Friday the 13th often instills odd and inexplicable fear among people.
The root cause of fear of the number 13 takes us back to the Last Supper. Jesus was with his 12 apostles at the table. The 13th and final guest to arrive was Judas the betrayer.
The infamy of the number 13 also has roots in Scandinavian mythology. Legend speaks of how 12 gods celebrated in Valhalla - the home of the god Odin, when the 13th god, of evil and fire, appeared - Loki. He barged into the festivities and killed Baldur - the god of joy, using a dart. With his death, the Earth fell into darkness and mourning.
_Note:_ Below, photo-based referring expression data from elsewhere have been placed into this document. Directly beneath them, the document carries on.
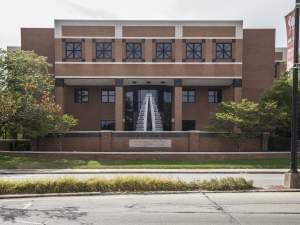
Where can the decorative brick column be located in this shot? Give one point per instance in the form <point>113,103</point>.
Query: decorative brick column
<point>60,94</point>
<point>178,105</point>
<point>194,141</point>
<point>106,139</point>
<point>237,96</point>
<point>237,89</point>
<point>119,105</point>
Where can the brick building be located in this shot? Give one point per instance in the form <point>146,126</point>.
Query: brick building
<point>105,70</point>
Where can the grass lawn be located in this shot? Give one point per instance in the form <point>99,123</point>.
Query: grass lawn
<point>13,162</point>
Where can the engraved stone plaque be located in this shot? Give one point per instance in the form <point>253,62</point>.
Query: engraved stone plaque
<point>150,143</point>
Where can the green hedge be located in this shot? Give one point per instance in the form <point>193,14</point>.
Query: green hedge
<point>119,184</point>
<point>278,143</point>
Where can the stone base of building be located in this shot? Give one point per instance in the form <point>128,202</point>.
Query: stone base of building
<point>292,180</point>
<point>116,141</point>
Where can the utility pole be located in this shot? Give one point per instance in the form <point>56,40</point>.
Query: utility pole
<point>294,95</point>
<point>292,178</point>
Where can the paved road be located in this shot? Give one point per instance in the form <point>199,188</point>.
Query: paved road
<point>260,180</point>
<point>175,209</point>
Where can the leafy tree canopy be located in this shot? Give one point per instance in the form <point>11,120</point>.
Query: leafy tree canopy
<point>26,90</point>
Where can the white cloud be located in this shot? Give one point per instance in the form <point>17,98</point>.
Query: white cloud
<point>41,13</point>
According to numerologists, the number 13 is seen as unlucky because it follows 12. The number 12 is viewed as being loaded with positive energy and symbology. There were 12 apostles of Jesus, 12 gods of Olympus, 12 months in the year, 12 zodiac signs, 12 tribes of Israel.
In tarot cards, which are seen as the most authentic way to predict the future, the 13th card is the card of death.
In ancient Rome, it was believed that if 12 sorcerers were gathered in one place, the 13th to arrive would be the Devil himself.
In the historical record, the date of October 13, 1307, marks the day when Jacques de Molay and thousands of Knights Templars were arrested. The Knights were arrested under order of the French king Philip IV and Pope Clement V. They were tortured and accused of heresy, sodomy and all kinds of other crimes, for which they were burned at the stake.
On April 13, 1970, an oxygen tank explosion messed up the plans of the Apollo 13 shuttle for the Moon landing. The crew of the shuttle miraculously survived but the incident was not forgotten. The Apollo 13 shuttle was launched at 13:13 local time.
The terror of the number 13 is strong even today. Record losses - between 800 and 900 million dollars, have been calculated in the US on Fridays the 13th, because many people refuse to go to work out of fear.
Donald Dossey, a scientist, has determined that the despair surrounding Friday the 13th tortures between 17 to 21 million Americans. Symptoms range from moderate anxiety to total panic.
Psychologists have found that people who see themselves as unfortunate are highly likely to believe in superstitions related to bad luck.